But the emotional scars went bone deep.
Almost without realizing it, Johnson found himself talking.
“I met a girl, Bosco. A really good woman. We knew each other before she got married but now she’s divorced and we ran into each other not long ago. We’re getting serious. I mean . . . really serious, you know?”
Bosco wondered how to respond when Johnson continued. “It’s like, I keep visualizing what it’s going to be like the first time we go to bed. She’s going to see my scars and if I haven’t told her about it, she’ll wonder why. But if I tell her before, she’ll know that I cracked and she . . .”
“You think she won’t want to be with you?”
Johnson shrugged. “Maybe. I mean . . . hell, man, I just don’t know.”
Bosco let a feral grin escape his lips. “Shee-it, J. J., do I have to draw you a picture? Unless you want to spend the rest of your life holding hands with women, tell her the whole story. Maybe it won’t matter. Hell, maybe she’ll want to comfort you. But at least you’ll be over the hump, you know? Either it’ll work out with her or it won’t. If not with her, then with another gal.” He finished off his Coors and set it down. “Next subject.” He belched and added, “Gimme another brew.”
* * * *
13
SSI OFFICES
Leopole and Mohammed had some news to share.

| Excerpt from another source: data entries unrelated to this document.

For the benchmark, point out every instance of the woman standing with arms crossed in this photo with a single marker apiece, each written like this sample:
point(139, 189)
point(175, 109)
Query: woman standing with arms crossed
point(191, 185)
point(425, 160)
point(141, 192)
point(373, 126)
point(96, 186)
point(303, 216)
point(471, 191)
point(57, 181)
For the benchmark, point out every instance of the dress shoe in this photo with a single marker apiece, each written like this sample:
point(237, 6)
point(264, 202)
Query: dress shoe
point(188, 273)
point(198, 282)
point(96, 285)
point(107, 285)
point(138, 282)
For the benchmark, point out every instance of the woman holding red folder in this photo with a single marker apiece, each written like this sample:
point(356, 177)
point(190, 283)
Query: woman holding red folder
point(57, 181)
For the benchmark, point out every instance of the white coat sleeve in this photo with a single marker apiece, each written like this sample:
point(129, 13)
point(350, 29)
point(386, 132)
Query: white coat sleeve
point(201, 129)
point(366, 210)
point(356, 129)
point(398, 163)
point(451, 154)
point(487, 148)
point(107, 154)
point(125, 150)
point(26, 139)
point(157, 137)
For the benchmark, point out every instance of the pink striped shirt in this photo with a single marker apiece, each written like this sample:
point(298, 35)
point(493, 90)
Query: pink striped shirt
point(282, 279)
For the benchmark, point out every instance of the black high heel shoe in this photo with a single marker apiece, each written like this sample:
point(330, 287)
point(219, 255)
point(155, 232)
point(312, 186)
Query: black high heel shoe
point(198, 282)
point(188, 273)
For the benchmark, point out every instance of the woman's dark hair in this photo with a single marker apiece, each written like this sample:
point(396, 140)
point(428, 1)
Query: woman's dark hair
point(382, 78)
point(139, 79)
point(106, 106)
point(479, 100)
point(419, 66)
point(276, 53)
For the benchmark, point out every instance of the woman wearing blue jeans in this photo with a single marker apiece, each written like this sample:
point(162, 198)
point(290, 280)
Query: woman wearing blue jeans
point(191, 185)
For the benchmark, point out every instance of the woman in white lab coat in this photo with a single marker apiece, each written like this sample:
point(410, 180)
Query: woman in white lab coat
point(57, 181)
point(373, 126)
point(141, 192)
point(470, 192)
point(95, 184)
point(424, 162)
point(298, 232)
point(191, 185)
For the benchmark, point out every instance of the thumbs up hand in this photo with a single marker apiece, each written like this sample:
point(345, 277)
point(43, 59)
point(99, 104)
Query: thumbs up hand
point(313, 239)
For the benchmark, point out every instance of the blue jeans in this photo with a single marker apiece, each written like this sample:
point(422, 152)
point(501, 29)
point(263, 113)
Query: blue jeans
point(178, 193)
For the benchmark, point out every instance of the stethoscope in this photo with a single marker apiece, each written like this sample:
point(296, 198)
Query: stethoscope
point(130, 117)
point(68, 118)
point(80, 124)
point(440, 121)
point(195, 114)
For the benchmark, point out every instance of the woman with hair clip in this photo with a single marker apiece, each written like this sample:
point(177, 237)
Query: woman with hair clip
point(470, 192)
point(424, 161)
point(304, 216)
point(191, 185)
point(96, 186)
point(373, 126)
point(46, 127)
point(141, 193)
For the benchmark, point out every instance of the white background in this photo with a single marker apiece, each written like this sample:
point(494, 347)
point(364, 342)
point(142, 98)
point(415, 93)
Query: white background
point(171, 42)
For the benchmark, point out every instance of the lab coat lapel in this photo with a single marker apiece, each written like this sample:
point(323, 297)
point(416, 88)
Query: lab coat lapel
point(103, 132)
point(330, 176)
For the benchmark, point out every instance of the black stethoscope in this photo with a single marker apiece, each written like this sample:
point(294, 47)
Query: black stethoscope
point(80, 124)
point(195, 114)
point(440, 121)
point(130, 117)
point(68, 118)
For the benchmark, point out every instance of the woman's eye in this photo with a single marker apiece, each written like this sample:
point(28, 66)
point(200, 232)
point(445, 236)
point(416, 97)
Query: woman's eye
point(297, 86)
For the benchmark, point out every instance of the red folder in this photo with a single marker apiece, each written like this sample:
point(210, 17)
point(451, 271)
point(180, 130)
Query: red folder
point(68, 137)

Addressing the staff, Leopole began, “I’ve heard from some embassy folks in Chad, and I think you all need to know what you might find over there.
“We learned that at least two French PMCs were operating in-country. The frontrunner is called Groupe FGN, which is named for the original three partners. Apparently only one of them is still alive— chap named Geurrier—but he’s largely retired. His family runs the company but the hands-on guy is a hard case named Marcel Hurtubise, ex-Foreign Legion and jack of all mercenary trades. He’ll literally work for anybody, and has, especially in Africa: Sudan, Libya, Algeria, and so on.”

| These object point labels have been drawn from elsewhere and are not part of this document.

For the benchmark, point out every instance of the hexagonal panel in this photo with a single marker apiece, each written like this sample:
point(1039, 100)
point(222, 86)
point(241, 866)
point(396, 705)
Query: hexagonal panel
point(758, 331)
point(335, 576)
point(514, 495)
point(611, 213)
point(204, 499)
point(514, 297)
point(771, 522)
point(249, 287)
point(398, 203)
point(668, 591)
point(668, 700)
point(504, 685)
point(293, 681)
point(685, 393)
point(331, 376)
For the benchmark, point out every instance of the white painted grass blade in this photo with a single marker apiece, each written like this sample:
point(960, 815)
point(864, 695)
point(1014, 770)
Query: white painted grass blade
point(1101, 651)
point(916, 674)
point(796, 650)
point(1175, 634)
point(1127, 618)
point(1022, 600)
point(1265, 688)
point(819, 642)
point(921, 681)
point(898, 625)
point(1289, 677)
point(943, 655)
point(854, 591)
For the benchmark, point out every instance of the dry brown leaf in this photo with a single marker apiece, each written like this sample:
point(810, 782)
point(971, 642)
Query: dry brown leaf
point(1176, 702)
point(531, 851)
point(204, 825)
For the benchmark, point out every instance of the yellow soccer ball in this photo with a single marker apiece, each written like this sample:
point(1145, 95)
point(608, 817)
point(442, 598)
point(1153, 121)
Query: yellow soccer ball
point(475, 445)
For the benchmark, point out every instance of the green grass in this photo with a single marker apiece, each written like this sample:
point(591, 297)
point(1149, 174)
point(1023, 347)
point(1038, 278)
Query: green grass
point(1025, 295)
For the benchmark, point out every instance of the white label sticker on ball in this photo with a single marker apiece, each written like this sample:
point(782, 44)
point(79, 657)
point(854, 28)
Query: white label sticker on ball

“I wonder how he stays legit with those clients,” Carmichael said.
Leopole gave a sardonic grin. “Well, he also works for the French government. One of his recent jobs was UXB removal in Kosovo, and that sort of work lends respectability. It checks the Humanitarian box.”
Sandy shook her head. “UXB?”
“Unexploded bombs, or ordnance generally. It’s an old Brit term but today it usually means land mines. They’re really un-PC in some circles.”

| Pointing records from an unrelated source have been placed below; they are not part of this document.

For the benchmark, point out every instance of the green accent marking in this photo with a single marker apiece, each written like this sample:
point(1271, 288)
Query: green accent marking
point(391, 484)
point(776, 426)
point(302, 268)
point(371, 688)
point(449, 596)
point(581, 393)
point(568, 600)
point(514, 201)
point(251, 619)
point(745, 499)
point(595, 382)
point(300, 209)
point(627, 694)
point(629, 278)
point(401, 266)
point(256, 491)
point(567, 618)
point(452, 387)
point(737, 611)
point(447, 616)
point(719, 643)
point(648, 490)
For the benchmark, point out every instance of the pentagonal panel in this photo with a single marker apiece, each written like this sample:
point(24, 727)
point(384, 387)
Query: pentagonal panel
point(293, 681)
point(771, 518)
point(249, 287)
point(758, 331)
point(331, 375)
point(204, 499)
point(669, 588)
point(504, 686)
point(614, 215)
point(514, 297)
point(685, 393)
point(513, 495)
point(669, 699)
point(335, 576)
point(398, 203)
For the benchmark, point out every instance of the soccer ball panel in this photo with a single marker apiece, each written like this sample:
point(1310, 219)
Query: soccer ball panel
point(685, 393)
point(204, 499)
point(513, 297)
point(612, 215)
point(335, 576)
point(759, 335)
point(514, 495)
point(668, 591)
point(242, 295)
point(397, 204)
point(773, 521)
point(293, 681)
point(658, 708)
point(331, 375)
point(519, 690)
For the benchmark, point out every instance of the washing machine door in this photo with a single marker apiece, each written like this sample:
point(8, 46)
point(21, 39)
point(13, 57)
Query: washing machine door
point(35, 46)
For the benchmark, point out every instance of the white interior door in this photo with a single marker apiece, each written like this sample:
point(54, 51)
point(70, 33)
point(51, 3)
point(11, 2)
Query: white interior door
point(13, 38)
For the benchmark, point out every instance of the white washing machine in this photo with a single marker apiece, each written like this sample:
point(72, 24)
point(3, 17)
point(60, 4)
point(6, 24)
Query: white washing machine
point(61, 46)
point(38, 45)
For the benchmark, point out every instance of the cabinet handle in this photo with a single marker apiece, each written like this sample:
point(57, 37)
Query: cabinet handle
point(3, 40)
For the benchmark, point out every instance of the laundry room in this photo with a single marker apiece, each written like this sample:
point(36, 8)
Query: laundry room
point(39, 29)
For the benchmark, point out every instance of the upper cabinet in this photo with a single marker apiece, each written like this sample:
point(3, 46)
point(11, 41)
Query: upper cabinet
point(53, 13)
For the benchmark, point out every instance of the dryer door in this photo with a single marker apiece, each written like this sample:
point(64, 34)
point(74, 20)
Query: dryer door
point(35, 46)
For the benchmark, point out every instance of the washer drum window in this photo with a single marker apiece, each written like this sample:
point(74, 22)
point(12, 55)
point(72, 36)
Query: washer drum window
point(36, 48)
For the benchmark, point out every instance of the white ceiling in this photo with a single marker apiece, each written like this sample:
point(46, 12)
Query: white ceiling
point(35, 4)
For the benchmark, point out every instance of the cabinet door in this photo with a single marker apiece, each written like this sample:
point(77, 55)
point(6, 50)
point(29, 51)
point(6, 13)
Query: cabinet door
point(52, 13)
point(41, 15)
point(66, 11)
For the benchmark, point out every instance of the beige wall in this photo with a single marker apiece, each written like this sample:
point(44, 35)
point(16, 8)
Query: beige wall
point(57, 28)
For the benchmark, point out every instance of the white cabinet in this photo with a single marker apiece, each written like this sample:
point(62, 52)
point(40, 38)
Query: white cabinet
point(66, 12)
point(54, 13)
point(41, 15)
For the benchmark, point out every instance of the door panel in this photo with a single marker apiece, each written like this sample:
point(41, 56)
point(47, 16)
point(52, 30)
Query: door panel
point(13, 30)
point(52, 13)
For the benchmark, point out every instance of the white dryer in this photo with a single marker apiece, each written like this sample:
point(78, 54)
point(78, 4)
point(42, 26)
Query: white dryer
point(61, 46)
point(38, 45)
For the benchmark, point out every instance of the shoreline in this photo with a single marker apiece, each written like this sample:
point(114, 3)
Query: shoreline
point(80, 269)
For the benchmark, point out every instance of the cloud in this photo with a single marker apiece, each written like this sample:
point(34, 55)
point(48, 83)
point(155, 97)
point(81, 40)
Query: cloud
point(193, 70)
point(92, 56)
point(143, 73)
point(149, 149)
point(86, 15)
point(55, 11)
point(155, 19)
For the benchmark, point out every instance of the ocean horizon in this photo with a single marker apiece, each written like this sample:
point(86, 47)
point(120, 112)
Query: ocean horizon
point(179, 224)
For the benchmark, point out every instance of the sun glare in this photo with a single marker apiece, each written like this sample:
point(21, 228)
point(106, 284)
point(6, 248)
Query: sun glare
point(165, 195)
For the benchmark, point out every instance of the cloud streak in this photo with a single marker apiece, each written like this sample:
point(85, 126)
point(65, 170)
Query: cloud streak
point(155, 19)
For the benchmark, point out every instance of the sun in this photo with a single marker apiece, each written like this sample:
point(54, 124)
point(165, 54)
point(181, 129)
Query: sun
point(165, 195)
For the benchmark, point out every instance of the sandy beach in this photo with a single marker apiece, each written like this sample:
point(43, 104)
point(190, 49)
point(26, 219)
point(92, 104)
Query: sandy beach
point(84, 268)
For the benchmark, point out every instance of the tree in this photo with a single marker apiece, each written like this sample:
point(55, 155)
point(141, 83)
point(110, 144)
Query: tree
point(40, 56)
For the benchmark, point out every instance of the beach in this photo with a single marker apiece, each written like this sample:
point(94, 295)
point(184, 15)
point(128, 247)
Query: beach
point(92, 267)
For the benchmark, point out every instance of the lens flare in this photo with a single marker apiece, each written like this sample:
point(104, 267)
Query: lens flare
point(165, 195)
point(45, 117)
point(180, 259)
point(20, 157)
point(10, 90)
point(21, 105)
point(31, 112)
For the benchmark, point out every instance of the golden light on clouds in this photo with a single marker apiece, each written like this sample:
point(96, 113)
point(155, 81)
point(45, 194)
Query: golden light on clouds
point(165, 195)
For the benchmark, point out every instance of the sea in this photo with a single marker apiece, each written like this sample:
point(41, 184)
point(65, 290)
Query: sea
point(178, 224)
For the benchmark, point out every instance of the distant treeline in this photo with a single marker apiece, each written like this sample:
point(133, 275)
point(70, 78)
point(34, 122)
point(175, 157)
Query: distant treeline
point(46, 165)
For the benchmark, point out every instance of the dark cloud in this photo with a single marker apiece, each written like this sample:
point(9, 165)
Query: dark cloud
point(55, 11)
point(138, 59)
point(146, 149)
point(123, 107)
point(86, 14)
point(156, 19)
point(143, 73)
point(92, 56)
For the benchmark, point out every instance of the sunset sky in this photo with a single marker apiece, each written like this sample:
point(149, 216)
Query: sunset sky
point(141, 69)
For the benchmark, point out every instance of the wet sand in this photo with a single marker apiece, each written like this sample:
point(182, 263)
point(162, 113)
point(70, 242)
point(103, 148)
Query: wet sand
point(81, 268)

“Oh, yes. I remember. That was one of Princess Di’s big causes.”
“Yeah. I guess she never heard of the DMZ.”
“Which one?”
“The one along the thirty-eighth parallel. It sort of keeps North Korea out of South Korea.”
Foyte fidgeted. “All right, so how does the French outfit affect us?”
“I don’t know that it does for sure, but there’s something going on. The two senior members of the other PMC disappeared several days ago. The others went home on Air France.”
Foyte emitted a long, low whistle. “You think . . .”
“Yeah.”
Carmichael leaned forward, her hands clasped. “Frank, I see where you’re going. But there must be other explanations.”
The crew-cut head bobbed. “Sure, lots of ‘em in that area. But we can’t overlook the possibility that there’s been some corporate feuding.”
“Man, talk about cutthroat competition!” Foyte almost smiled. “Are we likely to rub noses with these guys?”
Leopold arched an eyebrow. Dan Foyte’s idea of rubbing noses had nothing in common with Eskimo greetings. “Don’t know, Gunny. But it’s something to keep in mind.”
Foyte accepted that advice and shifted gears. “All right, what can we expect in Chad right now? Who will we work with before the French take over?” The team leader needed to know for planning purposes.
“Well, evidently the blue beanies will leave some folks in place for transition, though the U.N. generally isn’t real happy with the situation. But there’s not much choice. Either they help hand over to us and the French or they leave the place totally on its own, which simply isn’t realistic.”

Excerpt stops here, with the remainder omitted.